Banana Cupcakes with Cinnamon Frosting
Makes 24 (It made 20 for me, and next time I'll only fill up 18 as I like my muffins big. These ones didn't even crest the liner.)
1 1/2 cups all-purpose flour
1 1/4 tsp baking powder
1/4 tsp baking soda
2 ripe bananas (I used frozen ripe bananas and let them thaw in the sink that morning.)
8 tbsp softened butter (Don't forget to set your butter out on the counter to soften! lol)
1/2 cup sugar
1/2 tsp vanilla extract
4 tbsp sour cream
1 1/2 cups chocolate chips (Optional for you....necessity for me!)
1/2 cup cream cheese
4 tbsp softened butter
1/2 tsp ground cinnamon
2 cup powdered sugar
1. Preheat oven to 375*. Put muffin liners in muffin tins.
2. In a bowl, whisk together the flour, baking powder, and baking soda. Set aside.
3. Peel the bananas, put them in a bowl and mash with fork.
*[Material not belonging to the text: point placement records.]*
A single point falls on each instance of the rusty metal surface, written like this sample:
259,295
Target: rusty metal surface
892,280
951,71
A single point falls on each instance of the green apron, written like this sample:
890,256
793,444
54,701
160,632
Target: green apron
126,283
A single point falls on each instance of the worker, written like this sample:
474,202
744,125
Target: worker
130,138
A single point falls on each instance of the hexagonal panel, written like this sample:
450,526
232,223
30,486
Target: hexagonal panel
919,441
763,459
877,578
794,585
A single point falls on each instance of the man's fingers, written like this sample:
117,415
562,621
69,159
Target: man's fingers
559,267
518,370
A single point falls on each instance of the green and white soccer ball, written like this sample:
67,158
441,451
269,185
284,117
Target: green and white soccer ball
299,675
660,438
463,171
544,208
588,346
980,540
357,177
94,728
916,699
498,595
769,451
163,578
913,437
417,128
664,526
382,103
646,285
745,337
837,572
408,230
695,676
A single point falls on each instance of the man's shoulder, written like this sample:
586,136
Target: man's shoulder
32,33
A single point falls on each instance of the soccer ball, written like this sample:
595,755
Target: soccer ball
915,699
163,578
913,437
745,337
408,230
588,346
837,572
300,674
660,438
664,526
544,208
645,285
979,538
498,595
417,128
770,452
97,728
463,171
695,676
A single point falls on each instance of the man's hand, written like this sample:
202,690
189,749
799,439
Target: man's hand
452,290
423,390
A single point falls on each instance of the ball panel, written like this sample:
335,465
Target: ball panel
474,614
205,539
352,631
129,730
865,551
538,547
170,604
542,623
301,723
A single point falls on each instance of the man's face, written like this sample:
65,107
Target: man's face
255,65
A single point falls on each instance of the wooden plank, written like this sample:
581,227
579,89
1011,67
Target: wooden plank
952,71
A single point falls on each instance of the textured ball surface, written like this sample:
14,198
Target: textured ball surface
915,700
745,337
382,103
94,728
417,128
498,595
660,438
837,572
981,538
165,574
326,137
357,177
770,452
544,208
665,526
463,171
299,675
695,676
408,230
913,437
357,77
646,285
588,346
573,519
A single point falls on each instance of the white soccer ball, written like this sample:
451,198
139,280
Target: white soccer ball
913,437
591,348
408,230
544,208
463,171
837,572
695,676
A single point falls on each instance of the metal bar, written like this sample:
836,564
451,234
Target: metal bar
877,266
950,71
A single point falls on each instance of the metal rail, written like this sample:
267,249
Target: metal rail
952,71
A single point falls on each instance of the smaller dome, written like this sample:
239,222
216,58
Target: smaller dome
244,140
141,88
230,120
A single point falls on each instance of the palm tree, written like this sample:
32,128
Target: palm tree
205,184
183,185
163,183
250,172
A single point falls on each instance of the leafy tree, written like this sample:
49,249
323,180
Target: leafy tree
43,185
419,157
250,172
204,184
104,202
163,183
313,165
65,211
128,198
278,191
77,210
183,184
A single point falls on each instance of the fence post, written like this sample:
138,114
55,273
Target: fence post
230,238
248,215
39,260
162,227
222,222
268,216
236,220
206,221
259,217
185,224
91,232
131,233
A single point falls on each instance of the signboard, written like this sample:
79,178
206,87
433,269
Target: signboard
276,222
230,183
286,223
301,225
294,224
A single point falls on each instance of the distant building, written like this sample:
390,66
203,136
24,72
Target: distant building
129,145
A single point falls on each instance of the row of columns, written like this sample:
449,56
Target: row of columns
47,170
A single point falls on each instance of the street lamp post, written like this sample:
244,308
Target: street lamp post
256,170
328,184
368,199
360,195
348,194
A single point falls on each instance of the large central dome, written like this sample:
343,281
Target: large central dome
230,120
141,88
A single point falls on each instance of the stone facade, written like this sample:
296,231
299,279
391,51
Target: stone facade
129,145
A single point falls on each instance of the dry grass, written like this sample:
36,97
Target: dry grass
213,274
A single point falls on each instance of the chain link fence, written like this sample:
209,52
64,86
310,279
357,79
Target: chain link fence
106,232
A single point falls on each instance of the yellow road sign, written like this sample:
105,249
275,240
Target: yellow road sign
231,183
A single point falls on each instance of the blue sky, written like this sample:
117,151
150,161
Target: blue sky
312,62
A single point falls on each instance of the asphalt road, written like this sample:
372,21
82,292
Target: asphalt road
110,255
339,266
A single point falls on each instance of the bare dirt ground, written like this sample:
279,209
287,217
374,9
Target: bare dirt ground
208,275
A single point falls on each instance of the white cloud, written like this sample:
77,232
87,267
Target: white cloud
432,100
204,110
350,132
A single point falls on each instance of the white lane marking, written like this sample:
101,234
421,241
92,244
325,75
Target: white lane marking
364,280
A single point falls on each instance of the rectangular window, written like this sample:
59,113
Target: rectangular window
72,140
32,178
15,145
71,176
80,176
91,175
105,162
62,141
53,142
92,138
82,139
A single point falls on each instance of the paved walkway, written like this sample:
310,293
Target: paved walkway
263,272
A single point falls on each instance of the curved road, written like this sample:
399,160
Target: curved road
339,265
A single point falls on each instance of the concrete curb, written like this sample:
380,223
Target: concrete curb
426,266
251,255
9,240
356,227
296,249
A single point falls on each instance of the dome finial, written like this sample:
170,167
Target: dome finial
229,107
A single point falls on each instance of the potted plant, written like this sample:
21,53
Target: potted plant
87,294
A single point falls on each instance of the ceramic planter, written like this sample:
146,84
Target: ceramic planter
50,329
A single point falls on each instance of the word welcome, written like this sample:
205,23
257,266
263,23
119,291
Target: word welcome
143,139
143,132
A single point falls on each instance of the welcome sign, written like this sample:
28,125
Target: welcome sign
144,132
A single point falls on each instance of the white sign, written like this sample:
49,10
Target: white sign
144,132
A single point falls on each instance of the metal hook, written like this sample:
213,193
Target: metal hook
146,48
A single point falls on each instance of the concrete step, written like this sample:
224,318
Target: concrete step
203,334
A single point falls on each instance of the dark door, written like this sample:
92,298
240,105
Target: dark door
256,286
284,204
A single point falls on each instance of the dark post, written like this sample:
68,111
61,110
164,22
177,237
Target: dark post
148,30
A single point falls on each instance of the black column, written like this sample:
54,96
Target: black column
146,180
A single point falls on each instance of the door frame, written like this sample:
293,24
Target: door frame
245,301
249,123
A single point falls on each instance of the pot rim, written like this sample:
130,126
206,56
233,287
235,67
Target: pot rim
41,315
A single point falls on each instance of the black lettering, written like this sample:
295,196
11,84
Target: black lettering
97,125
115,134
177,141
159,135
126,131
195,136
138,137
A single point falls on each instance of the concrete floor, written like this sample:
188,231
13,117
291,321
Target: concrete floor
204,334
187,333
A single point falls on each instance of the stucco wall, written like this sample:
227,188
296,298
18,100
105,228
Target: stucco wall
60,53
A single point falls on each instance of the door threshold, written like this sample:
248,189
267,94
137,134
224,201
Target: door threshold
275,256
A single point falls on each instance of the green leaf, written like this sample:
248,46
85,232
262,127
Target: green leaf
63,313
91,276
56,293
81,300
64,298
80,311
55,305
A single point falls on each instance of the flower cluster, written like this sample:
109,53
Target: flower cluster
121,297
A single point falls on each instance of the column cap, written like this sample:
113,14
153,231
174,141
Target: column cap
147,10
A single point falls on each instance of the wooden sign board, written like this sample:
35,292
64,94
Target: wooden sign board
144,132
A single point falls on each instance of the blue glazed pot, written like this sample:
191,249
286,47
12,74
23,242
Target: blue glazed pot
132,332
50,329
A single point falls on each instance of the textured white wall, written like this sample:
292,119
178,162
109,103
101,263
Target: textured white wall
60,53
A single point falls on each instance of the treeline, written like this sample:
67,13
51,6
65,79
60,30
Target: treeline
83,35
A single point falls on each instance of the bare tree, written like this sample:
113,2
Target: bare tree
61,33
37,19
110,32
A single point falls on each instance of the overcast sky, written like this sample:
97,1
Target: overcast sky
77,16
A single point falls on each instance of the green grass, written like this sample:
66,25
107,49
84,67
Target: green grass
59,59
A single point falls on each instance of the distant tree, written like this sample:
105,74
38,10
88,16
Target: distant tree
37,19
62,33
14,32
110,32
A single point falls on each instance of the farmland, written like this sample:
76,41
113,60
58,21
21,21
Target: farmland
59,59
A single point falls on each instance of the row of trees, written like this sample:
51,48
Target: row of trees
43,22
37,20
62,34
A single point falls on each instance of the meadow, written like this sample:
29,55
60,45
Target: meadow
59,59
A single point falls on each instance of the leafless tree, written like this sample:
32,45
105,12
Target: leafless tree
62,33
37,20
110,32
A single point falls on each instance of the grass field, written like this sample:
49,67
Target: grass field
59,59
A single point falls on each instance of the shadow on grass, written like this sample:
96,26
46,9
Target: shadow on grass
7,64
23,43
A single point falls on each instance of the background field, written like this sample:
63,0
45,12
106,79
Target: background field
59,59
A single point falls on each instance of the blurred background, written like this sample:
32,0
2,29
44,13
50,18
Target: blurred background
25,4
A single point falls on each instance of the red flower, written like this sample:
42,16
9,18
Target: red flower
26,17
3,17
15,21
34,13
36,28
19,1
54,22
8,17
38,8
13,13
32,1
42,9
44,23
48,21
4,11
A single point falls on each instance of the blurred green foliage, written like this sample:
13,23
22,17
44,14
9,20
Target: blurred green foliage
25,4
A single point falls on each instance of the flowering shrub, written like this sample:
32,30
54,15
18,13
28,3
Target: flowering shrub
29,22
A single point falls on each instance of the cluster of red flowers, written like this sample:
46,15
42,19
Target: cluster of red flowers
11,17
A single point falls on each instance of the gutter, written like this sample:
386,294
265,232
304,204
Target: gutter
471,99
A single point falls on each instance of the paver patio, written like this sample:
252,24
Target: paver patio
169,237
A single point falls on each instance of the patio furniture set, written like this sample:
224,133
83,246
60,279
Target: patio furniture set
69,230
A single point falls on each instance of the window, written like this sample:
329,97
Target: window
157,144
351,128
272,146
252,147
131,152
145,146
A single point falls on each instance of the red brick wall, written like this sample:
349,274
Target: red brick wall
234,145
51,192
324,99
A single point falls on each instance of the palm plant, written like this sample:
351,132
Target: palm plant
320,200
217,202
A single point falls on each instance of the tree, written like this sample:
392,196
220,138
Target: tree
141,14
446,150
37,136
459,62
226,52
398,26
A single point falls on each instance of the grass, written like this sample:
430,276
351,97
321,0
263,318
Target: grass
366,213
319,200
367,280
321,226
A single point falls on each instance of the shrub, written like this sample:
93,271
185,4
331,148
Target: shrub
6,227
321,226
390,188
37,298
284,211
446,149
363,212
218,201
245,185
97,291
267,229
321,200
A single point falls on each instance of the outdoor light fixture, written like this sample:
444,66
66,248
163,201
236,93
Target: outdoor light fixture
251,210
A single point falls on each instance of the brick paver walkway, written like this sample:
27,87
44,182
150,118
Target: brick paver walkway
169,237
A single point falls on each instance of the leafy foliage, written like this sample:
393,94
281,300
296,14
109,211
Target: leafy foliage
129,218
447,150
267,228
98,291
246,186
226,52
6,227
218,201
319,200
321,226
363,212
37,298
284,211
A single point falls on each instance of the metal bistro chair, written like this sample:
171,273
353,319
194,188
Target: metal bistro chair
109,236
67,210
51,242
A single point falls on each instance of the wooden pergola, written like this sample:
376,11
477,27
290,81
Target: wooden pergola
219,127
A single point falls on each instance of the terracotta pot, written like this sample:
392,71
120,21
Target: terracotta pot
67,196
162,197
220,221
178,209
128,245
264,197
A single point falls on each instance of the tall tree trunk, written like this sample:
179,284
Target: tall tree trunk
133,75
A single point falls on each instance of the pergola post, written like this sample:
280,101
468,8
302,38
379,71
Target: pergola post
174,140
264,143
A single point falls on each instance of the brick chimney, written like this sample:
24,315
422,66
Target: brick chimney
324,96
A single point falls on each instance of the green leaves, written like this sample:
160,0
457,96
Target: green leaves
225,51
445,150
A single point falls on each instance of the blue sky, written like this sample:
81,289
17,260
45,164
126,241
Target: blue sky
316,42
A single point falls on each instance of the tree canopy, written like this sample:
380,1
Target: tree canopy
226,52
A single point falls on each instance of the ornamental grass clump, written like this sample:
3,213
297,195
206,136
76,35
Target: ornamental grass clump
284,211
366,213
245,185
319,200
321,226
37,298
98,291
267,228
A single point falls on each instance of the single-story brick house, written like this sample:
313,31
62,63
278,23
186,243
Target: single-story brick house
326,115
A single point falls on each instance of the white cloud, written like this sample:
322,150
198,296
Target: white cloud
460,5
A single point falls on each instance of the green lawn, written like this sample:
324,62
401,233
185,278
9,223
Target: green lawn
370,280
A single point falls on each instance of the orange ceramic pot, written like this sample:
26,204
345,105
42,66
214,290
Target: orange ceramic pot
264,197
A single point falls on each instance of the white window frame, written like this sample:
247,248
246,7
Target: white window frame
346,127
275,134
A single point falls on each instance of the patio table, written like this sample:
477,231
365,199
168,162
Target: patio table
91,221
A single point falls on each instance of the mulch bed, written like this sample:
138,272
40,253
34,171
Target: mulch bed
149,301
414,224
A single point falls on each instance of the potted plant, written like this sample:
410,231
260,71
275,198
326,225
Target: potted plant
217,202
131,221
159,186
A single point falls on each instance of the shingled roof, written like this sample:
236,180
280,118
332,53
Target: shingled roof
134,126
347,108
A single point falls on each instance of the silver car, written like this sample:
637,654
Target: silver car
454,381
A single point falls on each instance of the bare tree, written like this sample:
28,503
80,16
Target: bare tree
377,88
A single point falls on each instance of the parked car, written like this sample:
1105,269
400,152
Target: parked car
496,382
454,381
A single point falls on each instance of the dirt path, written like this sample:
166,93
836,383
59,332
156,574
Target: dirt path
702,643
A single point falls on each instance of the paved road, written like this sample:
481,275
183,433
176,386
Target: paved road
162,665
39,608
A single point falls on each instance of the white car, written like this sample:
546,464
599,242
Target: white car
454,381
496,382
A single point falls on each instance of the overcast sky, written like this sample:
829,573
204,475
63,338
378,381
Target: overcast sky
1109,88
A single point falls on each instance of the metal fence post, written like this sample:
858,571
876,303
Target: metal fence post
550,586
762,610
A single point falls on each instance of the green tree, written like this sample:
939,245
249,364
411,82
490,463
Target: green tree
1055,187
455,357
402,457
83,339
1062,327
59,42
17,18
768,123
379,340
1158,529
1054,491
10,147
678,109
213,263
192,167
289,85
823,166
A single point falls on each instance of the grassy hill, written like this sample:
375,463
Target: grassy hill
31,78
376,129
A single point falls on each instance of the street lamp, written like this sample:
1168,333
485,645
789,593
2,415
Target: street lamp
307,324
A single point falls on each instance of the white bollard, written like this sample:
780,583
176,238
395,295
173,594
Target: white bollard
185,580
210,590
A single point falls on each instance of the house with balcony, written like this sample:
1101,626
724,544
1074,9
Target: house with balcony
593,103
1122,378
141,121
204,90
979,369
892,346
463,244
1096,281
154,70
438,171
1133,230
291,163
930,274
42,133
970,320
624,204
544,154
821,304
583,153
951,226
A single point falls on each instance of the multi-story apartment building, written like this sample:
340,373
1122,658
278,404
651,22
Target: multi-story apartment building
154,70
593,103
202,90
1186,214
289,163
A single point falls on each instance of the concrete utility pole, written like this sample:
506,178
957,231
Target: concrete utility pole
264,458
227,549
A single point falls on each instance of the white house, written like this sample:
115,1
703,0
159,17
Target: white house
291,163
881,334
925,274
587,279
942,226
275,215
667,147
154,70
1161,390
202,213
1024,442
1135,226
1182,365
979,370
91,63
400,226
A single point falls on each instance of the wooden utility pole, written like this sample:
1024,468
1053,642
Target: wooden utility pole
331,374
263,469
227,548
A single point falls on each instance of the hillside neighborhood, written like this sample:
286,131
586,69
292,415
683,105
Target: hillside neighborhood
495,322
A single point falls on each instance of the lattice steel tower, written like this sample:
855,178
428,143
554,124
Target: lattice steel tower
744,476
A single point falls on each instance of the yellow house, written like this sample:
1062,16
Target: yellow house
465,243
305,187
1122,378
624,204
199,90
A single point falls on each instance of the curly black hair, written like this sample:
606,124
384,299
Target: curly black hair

Set aside.
4. Put the butter, sugar, and vanilla in a bowl and beat together until light and fluffy. Add in eggs, on at a time, beating well after each addition.
4. Stir in the mashed bananas and sour cream. Using a metal spoon, fold in the flour mixture. Add chocolate chips if desired.
5. Spoon into muffin liners and bake for 20 minutes (I would recommend 18 minutes) until well risen and golden brown. Transfer to a wire rack and let cool. Completely. ;)
6. To make the frosting, beat the cream cheese and butter together in a bowl. Beat in the cinnamon and powdered sugar until smooth and creamy.
7. Chill in fridge for about 15 minutes to firm up, then top each cupcake using a butter knife.